Businesses rely every day on various systems and pieces of equipment to keep their operations running smoothly. But all systems inevitably require upkeep. It could be intangible software, like an IT service network that has accumulated enough bugs to break an important feature, sending developers scrambling for a fix. Or it could be a piece of physical equipment, like an ice cream machine in a fast food restaurant with a broken o-ring.

Eventually, everything breaks down, from multi-site IT systems down to individual light bulbs. Unplanned downtime can have catastrophic consequences, and it’s up to facility maintenance engineers and technicians to plan ahead so that swift measures are taken to rectify a failure. The goal is to minimize downtime, reducing the costs associated with lost productivity, revenue or customer dissatisfaction.

Downtime can be minimized in many ways. For example, businesses can aim to reduce the amount of time it takes to repair a piece of equipment by having sufficient replacement parts accessible to technicians on-site. Or, they can observe repair processes to find faster ways to perform repairs or quicker ways to notify technicians. Even further, they can make investments in better-performing tools with longer lifespans to reduce the number of repairs needed.

But in order to understand how to improve the reliability of systems and components, we first must be able to measure their reliability. Mean time to repair (MTTR)—also known as mean time to recovery—and mean time between failures (MTBF) are two failure metrics commonly used to measure the reliability of systems or products within the field of facilities maintenance. While these acronyms are related, they have different meanings and are used to answer different questions.

First, let’s review MTBF. 

What is mean time between failures (MTBF)?

MTBF is a key performance indicator (KPI) that represents the average time between two consecutive failures of a system or product. MTBF is a measure of reliability, and it is commonly used in the context of warranties, maintenance planning and product development. Note that MTBF, which refers to repairable items, is not to be confused with the closely related term, mean time to failure, (MTTF), which refers to assets that are non-repairable and need to be replaced rather than repaired.

The MTBF calculation uses the following formula:

MTBF = Total operating time / Number of failures over a given period

So, for example, if a product is used for 1,000 hours and it fails 3 times during that period, the MTBF would be: 1000 hours / 3 failures = 333.3 hours

This means that on average, the product can be expected to fail after 333.3 hours of use.

MTBF is useful in determining the expected lifetime of a product and can help manufacturers plan for maintenance or replacement. However, it does not take into account how much time it takes to repair a product after it fails, which can be an important consideration in some applications. 
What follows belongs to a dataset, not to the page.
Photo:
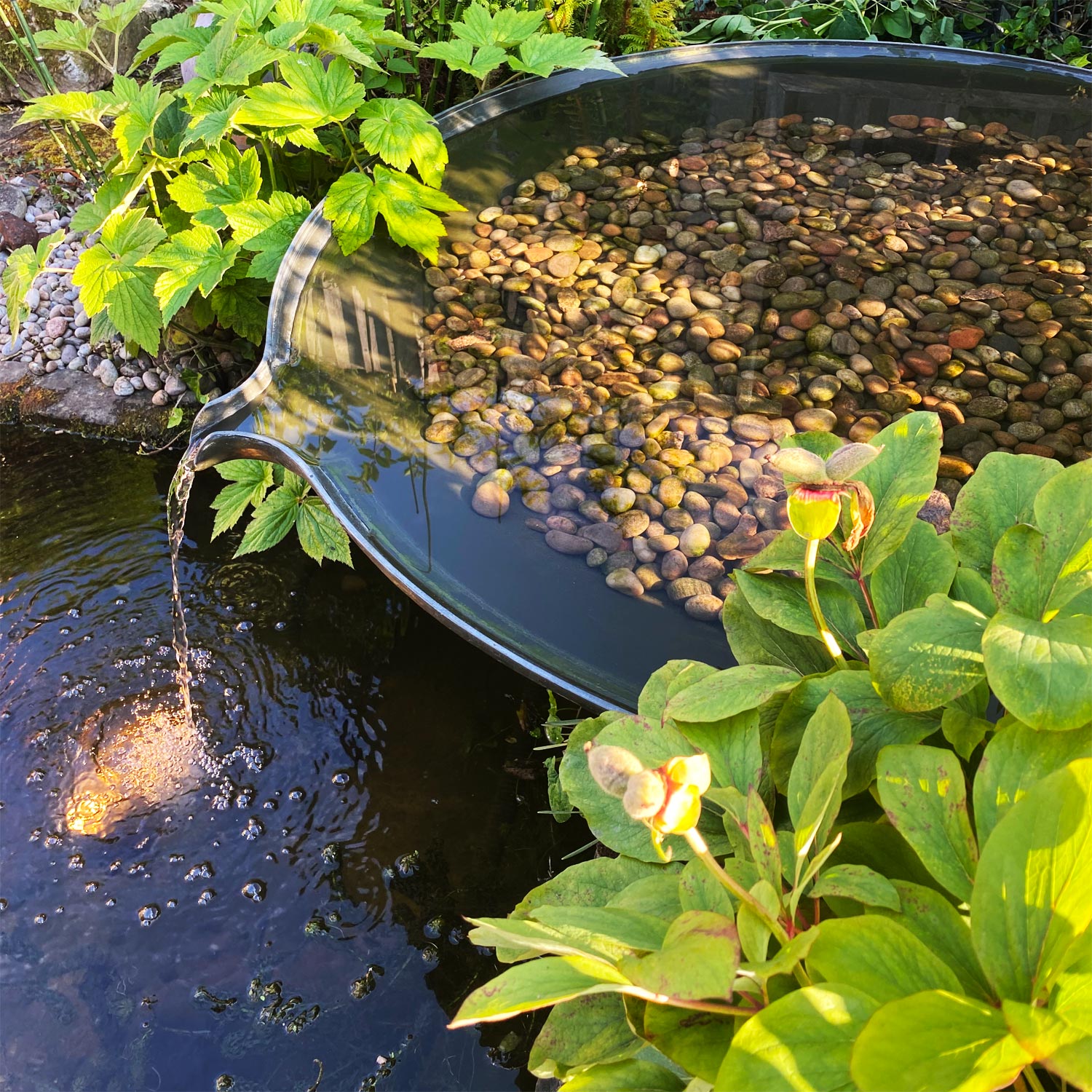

That’s where MTTR comes in. 

What is mean time to repair (MTTR)? 

MTTR is the average time it takes to repair a system or product after it has failed. MTTR is used to measure the reliability of a system or product from a repair standpoint. MTTR typically includes the time it takes to notify maintenance teams, allow equipment to cool down for repair, fix the issue, reassemble any relevant equipment or systems and test before restarting production. 

The goal of MTTR is to minimize the downtime caused by failures and reduce the costs associated with repairs. 

Here’s how to calculate MTBF:

MTTR = Total downtime / Total number of failures over a specific time

For example, if over the last year, a system failed 5 times, resulting in 10 total hours of downtime (including repair time), the MTTR would be: 10 hours / 5 repairs = 2 hours

This means that on average, it takes two hours to repair the system after a failure occurs.

MTTR is useful in determining the efficiency of maintenance operations and can help identify areas where improvements can be made. 

Differences between MTBF and MTTR

Mean time between failures (MTBF) and mean time to repair (MTTR) answer different questions and have different applications. MTBF and MTTR exist in a family of KPIs that include mean time to respond, mean time to detect (MTTD) and mean time to acknowledge (MTTA), among others.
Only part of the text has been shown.